Back in 2002, the Department of Corrections implemented a system at the request of the Washington Supreme Court that would give inmates "good time" credits for participating in rehabilition programs. The credit would knock time off your sentence, but in the 13 years since the program was implemented, an error resulted in some inmates being overcredited which eventually led to the mass release.
Now before anyone starts lecturing about the dangers of overreliance on technology, know that human error plays a part in this. The problem was actually discovered in 2012 but a solution was delayed several times over, leading the state's new chief information officer to alert the DOC to the problem. As far as how early the prisoners were released, the state puts the average time at 49 days, which doesn't seem like too big of a problem.
The state apparently agrees, as not all of the prisoners are being rounded up, and some who are will be given work release opportunities. A software patch designed to fix the error is scheduled for January 7th and two retired federal prosecutors have been hired to investigate why the programming error went unnoticed for 10 years and then unaddressed for three more.
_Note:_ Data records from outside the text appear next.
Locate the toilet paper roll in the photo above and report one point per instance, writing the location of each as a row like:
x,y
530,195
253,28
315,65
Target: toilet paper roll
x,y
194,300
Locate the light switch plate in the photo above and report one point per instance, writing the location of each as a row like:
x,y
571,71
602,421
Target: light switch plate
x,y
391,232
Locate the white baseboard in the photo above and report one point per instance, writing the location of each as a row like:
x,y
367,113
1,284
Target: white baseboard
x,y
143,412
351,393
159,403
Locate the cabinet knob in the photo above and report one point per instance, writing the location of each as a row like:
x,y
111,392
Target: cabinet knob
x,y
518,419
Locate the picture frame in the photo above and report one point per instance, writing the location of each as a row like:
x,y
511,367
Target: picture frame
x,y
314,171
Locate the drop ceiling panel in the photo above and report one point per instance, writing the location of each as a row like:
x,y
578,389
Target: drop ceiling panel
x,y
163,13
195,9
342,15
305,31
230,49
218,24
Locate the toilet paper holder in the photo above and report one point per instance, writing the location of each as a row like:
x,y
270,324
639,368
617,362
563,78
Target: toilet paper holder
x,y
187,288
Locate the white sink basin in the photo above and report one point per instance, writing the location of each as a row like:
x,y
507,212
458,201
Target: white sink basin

The idea of thousands of inmates being released early thanks to a computer glitch is a lot scarier than what actually happened. I feel as if someone might say "it could have been a lot worse," but in truth it couldn't have been, because all the error really did was speed up a decision that a person had already made. When the computer gets a life of his own and starts swapping prison sentences between low-level offenders and those with multiple death sentences, then we can start panicking.